The world's rich countries need to set a date for ending trade-distorting subsidies to their farmers in a concerted effort to help the poor, British finance minister Gordon Brown will say on Wednesday. Britain has declared 2005 a make-or-break year for Africa and the impoverished continent will top the agenda at next week's summit of the Group of Eight rich nations in Gleneagles, Scotland under London's presidency.
In a speech to UNICEF in London, Brown will say the long-term objective for Africa is "empowerment", according to Treasury officials.
"It used to be said: 'what can we do for Africa, what can we do about Africa?' But these are yesterday's questions," Brown will say. "Today's question, the question that matters, is 'what can Africa, empowered, do for herself?'"
While progress has been made this year, Brown will say more must be done if Africa is ever to free itself from poverty and disease, particularly on trade liberalisation, transparency, education and health.
"We cannot any longer ignore what people in the poorest countries will see as our hypocrisy of developed-country protectionism," he will say.
"We should be opening our markets and removing trade-distorting subsidies and, in particular, doing more to urgently tackle the waste of the Common Agricultural Policy by now setting a date for the end of export subsidies."

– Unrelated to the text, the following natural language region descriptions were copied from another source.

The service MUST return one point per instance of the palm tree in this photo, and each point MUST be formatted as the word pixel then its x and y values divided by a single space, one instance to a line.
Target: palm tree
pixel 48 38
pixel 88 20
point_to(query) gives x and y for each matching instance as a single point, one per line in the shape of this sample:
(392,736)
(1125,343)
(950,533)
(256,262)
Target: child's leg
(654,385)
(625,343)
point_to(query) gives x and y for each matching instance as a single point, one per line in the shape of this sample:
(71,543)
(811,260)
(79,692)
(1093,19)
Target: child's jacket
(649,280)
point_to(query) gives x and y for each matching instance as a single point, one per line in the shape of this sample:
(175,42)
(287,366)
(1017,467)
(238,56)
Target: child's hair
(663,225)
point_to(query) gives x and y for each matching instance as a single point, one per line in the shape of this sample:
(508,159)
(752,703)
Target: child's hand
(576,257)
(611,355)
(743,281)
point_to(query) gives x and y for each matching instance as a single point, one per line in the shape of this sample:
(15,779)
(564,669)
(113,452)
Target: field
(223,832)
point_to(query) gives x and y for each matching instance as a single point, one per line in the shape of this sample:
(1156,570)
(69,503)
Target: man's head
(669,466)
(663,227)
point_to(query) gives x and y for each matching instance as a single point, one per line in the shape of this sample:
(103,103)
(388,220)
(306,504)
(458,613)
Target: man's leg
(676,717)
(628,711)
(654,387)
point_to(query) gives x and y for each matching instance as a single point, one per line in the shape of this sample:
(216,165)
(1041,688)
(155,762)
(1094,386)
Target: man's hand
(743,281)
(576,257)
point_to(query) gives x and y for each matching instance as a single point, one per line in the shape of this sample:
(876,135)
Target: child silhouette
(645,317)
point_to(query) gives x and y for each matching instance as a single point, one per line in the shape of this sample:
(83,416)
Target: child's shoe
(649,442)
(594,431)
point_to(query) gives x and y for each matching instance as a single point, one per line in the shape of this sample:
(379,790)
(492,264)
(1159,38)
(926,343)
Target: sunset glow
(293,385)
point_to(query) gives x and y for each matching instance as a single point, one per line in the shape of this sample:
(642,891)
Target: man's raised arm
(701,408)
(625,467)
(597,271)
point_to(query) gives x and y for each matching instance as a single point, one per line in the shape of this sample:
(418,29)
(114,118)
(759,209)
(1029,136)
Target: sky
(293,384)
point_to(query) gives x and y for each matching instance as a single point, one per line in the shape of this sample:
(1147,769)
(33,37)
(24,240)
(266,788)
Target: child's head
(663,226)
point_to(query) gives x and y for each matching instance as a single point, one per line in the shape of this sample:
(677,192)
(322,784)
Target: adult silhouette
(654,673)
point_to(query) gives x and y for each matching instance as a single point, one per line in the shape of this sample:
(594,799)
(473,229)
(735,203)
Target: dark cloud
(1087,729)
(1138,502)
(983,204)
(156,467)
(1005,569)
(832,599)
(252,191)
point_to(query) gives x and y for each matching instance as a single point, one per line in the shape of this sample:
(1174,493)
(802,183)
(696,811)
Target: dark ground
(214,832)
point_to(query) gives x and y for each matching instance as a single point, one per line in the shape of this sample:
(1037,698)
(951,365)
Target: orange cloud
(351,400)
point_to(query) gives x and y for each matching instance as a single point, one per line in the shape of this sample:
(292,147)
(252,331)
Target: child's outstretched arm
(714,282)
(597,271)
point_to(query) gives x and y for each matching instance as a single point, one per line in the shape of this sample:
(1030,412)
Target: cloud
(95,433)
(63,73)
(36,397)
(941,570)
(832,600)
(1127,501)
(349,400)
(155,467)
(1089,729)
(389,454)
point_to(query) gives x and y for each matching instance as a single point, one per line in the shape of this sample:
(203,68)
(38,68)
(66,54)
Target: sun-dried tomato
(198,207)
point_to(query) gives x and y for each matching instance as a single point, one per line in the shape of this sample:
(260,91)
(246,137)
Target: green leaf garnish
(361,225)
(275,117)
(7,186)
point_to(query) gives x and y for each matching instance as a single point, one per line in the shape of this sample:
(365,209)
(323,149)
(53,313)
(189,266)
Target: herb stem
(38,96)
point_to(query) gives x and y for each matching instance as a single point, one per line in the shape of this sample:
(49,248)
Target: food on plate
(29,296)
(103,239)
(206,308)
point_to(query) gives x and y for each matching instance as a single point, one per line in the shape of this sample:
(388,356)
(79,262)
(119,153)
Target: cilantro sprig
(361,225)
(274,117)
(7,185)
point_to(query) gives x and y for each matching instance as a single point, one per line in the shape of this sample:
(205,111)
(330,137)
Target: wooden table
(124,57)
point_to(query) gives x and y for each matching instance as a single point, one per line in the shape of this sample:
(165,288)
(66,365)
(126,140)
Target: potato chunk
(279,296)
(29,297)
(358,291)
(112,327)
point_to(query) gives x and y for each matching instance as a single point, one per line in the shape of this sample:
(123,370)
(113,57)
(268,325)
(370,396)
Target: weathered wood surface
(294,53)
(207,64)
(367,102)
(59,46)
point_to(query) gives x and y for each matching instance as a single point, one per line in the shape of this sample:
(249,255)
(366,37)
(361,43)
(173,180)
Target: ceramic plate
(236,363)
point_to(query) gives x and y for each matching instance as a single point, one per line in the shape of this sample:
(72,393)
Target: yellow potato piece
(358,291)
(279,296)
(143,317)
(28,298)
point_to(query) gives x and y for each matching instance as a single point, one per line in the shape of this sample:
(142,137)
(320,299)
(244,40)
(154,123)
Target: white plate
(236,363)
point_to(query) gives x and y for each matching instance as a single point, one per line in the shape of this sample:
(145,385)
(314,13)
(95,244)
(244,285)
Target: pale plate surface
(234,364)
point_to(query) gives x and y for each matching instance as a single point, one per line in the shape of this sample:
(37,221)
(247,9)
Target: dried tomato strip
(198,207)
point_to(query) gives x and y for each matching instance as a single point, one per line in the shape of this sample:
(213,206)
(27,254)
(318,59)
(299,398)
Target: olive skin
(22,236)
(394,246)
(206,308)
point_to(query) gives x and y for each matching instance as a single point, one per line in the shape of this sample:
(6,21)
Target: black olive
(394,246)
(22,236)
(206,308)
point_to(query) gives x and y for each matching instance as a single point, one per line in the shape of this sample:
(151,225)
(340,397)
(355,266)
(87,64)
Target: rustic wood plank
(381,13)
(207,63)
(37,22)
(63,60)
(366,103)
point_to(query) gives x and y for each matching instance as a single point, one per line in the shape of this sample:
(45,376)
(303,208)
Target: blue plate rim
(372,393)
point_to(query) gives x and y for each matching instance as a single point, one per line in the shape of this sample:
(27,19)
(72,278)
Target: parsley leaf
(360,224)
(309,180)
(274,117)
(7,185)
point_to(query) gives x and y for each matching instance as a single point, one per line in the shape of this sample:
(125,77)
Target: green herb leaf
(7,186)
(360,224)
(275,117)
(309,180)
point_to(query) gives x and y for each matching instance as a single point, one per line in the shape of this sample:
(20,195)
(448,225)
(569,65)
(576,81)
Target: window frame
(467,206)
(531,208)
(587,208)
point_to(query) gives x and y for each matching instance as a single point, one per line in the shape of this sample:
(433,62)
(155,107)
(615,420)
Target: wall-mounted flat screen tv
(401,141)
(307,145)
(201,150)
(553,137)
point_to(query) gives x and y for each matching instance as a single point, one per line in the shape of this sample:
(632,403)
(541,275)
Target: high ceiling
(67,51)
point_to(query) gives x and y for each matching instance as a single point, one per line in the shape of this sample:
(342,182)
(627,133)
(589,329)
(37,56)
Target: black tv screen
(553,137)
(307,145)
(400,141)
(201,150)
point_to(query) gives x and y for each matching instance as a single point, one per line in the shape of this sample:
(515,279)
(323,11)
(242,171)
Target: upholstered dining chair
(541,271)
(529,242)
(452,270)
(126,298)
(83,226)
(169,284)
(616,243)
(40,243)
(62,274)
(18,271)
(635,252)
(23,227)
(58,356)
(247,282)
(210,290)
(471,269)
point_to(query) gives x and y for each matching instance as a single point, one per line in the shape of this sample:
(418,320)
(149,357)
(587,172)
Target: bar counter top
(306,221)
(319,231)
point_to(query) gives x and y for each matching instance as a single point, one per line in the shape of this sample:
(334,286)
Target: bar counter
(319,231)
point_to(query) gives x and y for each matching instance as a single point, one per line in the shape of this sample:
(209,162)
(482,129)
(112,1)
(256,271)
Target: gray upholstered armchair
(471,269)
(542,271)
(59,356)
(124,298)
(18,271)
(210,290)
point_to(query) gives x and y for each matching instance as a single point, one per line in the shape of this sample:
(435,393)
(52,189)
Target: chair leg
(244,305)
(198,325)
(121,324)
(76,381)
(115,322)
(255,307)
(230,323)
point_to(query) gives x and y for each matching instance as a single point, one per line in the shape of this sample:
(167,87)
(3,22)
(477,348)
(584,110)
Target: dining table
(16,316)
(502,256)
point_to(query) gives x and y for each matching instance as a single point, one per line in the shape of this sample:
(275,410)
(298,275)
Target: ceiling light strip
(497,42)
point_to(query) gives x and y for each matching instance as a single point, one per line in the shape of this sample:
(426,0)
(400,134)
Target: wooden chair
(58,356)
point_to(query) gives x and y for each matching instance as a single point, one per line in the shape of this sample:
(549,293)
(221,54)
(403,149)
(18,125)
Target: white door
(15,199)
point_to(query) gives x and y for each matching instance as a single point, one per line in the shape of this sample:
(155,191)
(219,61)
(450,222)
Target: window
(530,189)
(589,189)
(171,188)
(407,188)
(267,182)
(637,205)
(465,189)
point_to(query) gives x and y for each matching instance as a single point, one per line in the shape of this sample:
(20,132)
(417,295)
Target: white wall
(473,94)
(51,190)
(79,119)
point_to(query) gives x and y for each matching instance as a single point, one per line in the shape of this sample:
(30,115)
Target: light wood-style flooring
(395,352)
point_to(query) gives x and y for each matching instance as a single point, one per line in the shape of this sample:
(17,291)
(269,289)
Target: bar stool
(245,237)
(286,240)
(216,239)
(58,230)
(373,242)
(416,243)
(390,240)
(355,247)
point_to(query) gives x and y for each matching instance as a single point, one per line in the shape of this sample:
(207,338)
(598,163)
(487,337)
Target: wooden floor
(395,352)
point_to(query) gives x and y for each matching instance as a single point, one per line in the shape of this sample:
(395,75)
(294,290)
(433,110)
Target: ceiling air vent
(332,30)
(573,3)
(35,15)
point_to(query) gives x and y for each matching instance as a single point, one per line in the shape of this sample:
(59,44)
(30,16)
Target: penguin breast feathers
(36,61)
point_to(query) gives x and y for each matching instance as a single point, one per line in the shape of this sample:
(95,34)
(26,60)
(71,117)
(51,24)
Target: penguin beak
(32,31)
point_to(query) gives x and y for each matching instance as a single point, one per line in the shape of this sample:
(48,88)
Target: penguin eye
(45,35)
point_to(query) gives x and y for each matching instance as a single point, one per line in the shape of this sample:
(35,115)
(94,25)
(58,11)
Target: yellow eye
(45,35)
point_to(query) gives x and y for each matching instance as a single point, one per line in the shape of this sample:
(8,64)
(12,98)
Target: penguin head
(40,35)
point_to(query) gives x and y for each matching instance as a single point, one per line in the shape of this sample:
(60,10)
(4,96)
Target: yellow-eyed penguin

Farm export subsidies are a bone of contention in what is known as the Doha round of global trade liberalisation talks.
The European Union has said it would be willing to drop the export aid in a Doha round deal if others promise the same.
Britain has long argued that EU agricultural subsidies, which benefit France's farmers most, need to be scrapped, an issue that has fuelled recent tension between British Prime Minister Tony Blair and French President Jacques Chirac.
Brown will stress the importance of the poorest countries themselves being able to decide their own trade reforms, rather than being directed from outside.
He will also stress the importance to development of democracy, which should be founded on transparency.
Brown will issue a "call to rich and poor countries alike - as well as to foreign companies and investors - to open our books, be fully transparent and for each of us to account for our actions for all to see."